[Frontiers in Bioscience 3, d1028-1038, October 1, 1998] |
THE ROLE OF CARBOHYDRATES IN MAMMALIAN SPERM-EGG INTERACTIONS: HOW IMPORTANT ARE CARBOHYDRATE EPITOPES?
Jane Zara and Rajesh K. Naz
Division of Research, Department of Obstetrics and Gynecology, Medical College of Ohio, Richard d. Ruppert Health Center, 3120 Glendale Avenue, Toledo, OH 43614-5809, USA
Received 8/14/98 Accepted 8/20/98
This manuscript reviews the role of carbohydrates in sperm-egg interactions in the mammalian fertilization process. Carbohydrates are thought to be prerequisite for sperm-egg binding to occur successfully. It has been noted in various species that sperm maturation involves the addition, subtraction, and/or alteration of sperm membrane glycoproteins as the sperm cell traverses the epididymus (1-5). Predictably so, changes in the lectin binding properties have been observed when comparing sperm from the testis, caput and caudal epididymus (6-9). However, a direct role of carbohydrates in the fertilization process has not been explicitly delineated. Upon deposition into the female reproductive tract, the sperm cell becomes capacitated as it approaches the site of fertilization. The sperm temporarily attaches to the isthmus mucosal surface and becomes sequestered within the mucosal folds, then is released from the isthmus and enters the ampulla to fertilize the egg (10-13).
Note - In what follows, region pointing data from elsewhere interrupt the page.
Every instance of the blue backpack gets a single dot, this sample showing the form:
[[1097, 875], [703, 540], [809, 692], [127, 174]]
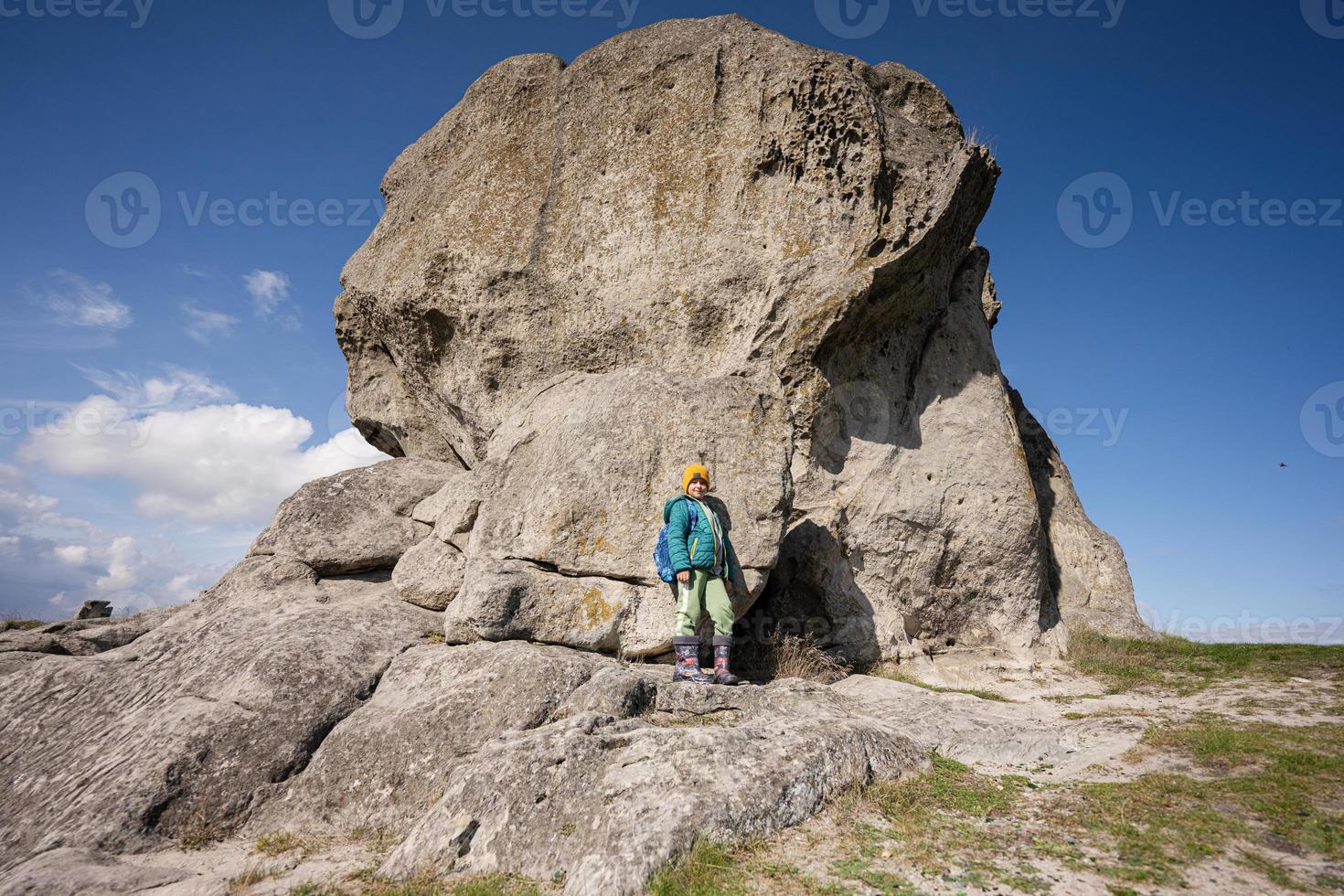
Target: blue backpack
[[663, 555]]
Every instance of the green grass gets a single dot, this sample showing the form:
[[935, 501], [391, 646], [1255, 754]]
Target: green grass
[[1189, 667], [283, 841], [717, 869], [895, 675], [366, 883], [1273, 784], [709, 869]]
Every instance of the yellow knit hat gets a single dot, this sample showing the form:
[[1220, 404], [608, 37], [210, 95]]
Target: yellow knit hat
[[695, 470]]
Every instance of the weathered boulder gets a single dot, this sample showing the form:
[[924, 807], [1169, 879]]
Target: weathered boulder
[[70, 870], [920, 521], [357, 520], [174, 733], [711, 199], [431, 574], [94, 610], [586, 797], [571, 493], [83, 637], [1089, 578], [700, 195]]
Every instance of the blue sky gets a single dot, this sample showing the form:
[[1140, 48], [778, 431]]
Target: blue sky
[[1179, 364]]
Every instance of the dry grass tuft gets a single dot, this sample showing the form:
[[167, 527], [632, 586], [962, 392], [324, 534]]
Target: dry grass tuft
[[789, 656]]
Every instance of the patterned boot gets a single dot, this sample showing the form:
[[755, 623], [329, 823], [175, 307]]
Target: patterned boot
[[722, 650], [688, 661]]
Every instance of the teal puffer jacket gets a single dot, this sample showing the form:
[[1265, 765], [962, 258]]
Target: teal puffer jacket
[[694, 549]]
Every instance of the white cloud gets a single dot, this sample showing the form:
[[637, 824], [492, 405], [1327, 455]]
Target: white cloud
[[123, 566], [202, 325], [73, 555], [80, 303], [208, 464], [176, 389], [43, 552], [268, 288]]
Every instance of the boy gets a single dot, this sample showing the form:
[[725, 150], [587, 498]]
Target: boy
[[702, 558]]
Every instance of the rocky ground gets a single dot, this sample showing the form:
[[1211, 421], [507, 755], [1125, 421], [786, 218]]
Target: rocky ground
[[1135, 769]]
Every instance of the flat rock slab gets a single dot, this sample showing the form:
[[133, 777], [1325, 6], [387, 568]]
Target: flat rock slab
[[357, 520], [183, 730]]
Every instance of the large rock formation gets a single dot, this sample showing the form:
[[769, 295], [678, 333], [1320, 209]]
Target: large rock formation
[[709, 199], [698, 242]]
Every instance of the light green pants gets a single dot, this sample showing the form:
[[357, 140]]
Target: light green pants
[[703, 592]]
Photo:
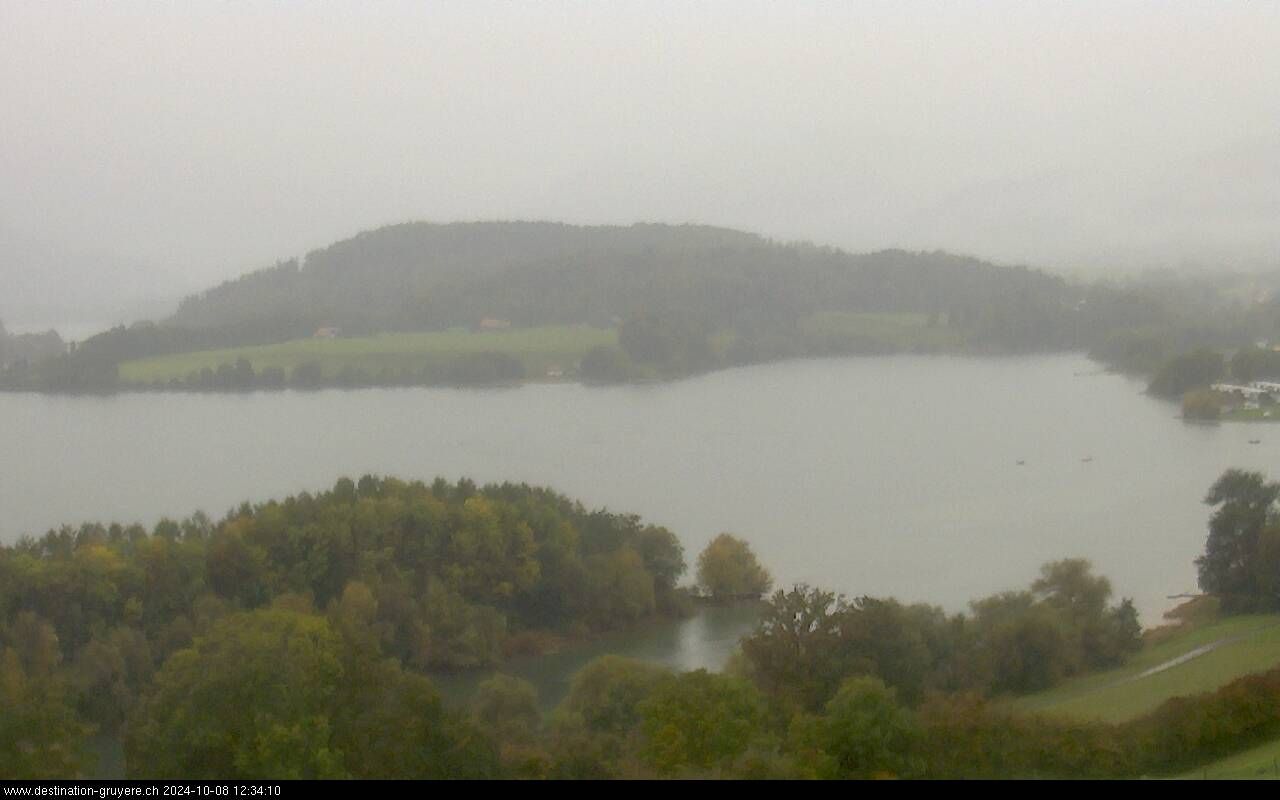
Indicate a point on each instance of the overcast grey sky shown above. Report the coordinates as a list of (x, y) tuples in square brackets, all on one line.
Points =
[(200, 140)]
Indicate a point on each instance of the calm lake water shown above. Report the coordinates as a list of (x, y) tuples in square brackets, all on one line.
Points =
[(885, 476)]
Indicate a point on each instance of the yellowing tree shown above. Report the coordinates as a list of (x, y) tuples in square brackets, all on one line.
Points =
[(727, 568)]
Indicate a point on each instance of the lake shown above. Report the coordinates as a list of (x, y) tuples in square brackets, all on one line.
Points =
[(883, 476)]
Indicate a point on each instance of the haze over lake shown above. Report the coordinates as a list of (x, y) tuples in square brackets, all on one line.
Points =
[(883, 476)]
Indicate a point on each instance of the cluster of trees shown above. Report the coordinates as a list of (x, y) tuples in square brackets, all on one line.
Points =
[(1240, 563), (19, 350), (671, 289), (291, 640), (100, 624), (809, 640)]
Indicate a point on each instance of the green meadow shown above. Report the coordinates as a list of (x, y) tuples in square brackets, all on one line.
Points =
[(540, 350), (1251, 644), (1252, 764)]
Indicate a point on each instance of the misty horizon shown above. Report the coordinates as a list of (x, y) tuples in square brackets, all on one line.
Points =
[(182, 149)]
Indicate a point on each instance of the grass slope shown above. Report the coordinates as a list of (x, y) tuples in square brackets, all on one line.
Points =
[(539, 348), (1116, 695), (1256, 763)]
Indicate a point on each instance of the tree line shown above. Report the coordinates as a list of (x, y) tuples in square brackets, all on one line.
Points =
[(685, 298), (296, 639)]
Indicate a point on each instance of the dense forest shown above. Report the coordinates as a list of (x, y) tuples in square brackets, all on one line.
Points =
[(297, 639), (684, 298)]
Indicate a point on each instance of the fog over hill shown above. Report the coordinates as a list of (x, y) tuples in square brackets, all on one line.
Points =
[(200, 144)]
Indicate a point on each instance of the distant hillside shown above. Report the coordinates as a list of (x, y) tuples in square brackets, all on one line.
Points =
[(421, 277), (676, 298)]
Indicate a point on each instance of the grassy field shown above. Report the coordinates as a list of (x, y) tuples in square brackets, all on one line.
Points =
[(539, 348), (1120, 694), (906, 332), (1252, 415), (1257, 763)]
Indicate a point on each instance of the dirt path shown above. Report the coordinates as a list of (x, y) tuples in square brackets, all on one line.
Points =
[(1193, 654)]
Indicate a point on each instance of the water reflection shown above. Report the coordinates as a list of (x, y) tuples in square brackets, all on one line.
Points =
[(703, 641)]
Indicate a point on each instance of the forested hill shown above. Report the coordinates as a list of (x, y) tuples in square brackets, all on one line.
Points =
[(423, 275), (616, 304)]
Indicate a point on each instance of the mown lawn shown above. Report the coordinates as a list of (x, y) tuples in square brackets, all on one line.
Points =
[(1116, 695), (539, 348)]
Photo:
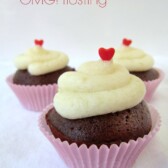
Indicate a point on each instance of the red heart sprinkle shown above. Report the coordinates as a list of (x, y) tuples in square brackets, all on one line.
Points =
[(39, 42), (106, 54), (127, 42)]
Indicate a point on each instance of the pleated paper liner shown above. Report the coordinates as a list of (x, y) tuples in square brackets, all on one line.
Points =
[(122, 156)]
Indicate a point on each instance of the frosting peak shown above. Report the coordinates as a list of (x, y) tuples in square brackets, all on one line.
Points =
[(38, 61), (97, 88), (133, 59)]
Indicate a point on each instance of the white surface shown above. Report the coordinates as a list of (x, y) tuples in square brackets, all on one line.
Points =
[(23, 145)]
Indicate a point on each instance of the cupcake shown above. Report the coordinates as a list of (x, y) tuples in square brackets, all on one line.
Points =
[(140, 64), (35, 80), (101, 119)]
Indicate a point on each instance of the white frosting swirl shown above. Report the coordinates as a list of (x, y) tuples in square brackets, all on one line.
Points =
[(133, 59), (39, 61), (97, 88)]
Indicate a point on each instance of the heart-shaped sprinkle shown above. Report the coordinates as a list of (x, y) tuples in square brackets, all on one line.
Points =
[(106, 54), (127, 42), (38, 42)]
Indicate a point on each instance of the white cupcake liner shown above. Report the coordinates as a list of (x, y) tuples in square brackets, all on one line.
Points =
[(34, 98), (122, 156)]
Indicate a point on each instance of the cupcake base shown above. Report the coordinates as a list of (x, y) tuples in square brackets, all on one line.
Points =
[(152, 85), (122, 156), (34, 98)]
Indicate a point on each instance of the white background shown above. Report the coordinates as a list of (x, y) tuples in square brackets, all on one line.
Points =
[(78, 30)]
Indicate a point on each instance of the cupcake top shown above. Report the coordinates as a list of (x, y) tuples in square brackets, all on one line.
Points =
[(132, 58), (39, 61), (97, 88)]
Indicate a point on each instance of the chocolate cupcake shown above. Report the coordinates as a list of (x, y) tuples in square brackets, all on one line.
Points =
[(140, 64), (35, 80), (102, 113)]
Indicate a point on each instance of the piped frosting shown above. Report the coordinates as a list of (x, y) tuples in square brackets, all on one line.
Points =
[(133, 59), (39, 61), (97, 88)]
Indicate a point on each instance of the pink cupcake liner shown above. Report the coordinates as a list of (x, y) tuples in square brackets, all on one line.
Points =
[(122, 156), (34, 98), (151, 86)]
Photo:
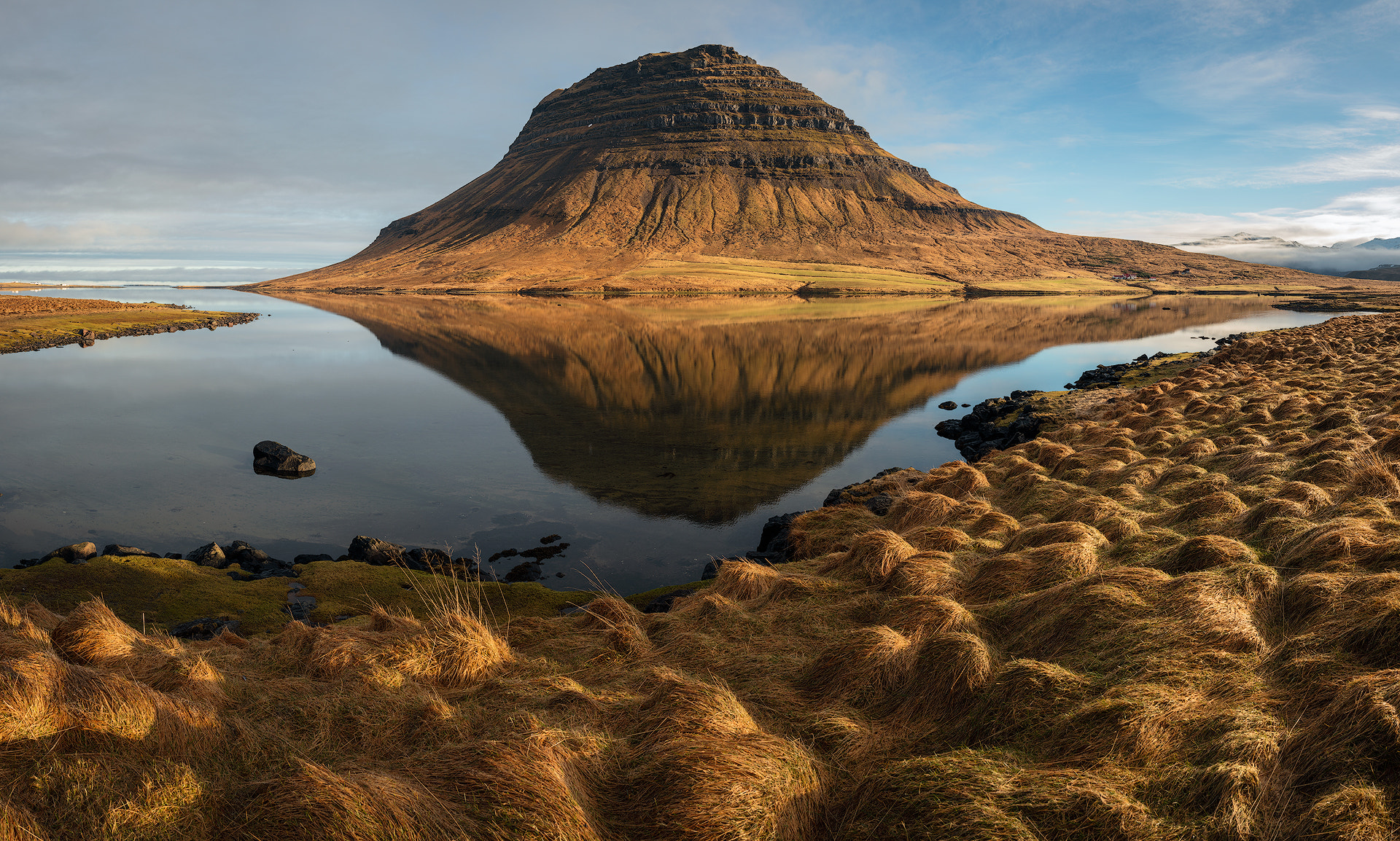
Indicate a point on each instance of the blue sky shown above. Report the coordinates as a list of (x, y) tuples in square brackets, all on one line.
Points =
[(269, 136)]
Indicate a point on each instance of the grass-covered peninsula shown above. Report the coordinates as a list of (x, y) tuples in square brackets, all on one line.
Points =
[(1171, 616), (34, 322)]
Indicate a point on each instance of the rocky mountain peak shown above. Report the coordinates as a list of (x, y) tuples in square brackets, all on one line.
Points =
[(669, 164)]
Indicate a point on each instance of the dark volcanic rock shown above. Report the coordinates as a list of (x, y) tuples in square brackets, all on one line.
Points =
[(526, 571), (311, 559), (114, 549), (987, 426), (279, 459), (426, 560), (371, 550), (835, 497), (663, 603), (73, 553), (205, 627)]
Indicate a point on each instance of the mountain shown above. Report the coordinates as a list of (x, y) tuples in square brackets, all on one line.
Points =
[(704, 170), (1339, 259), (1383, 272)]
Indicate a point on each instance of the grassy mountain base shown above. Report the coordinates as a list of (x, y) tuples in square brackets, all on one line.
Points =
[(1175, 616)]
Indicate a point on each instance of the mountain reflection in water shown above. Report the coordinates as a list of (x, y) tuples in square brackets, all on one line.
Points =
[(709, 407)]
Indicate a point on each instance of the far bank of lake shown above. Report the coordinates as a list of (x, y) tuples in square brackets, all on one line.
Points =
[(648, 433)]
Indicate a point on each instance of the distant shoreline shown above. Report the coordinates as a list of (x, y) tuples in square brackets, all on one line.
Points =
[(30, 324)]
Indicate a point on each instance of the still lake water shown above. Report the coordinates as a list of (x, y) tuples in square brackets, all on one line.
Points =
[(650, 433)]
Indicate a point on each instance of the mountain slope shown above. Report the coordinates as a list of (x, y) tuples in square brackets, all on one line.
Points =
[(651, 174)]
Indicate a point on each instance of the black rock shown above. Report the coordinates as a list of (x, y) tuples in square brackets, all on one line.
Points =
[(374, 552), (663, 603), (835, 496), (426, 560), (114, 549), (205, 627), (948, 429), (210, 555), (526, 571), (774, 535), (311, 559), (74, 553), (543, 553), (279, 459), (879, 504)]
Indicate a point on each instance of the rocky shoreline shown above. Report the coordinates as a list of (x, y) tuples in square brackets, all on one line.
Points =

Plasma membrane changes are observed upon sperm capacitation, and include the removal and redistribution of peripheral and integral plasma membrane glycoproteins (14-18) resulting in the formation of plasma membrane domains (19-23).
The capacitated, acrosome-intact sperm cell which encounters an egg, passes through its cumulus oophorous, then reaches the zona pellucida, a glycoprotein matrix that coats the egg. Besides providing a microenvironment for the embryo, the zona pellucida also provides the primary binding site(s) for the spermatozoa to attach, and this binding triggers the acrosomal reaction (24-26). The zona pellucida of mice has been studied quite extensively on a molecular level and is comprised of three sulfated glycoproteins, namely ZP1, ZP2 and ZP3. ZP1 is primarily a structural protein, while ZP2 is involved in the secondary binding event. The roles of ZP1 and ZP2 will not be discussed here, rather, we will focus on the primary binding event mediated through ZP3. The reader is directed, however, to appropriate articles covering these former topics (27-30).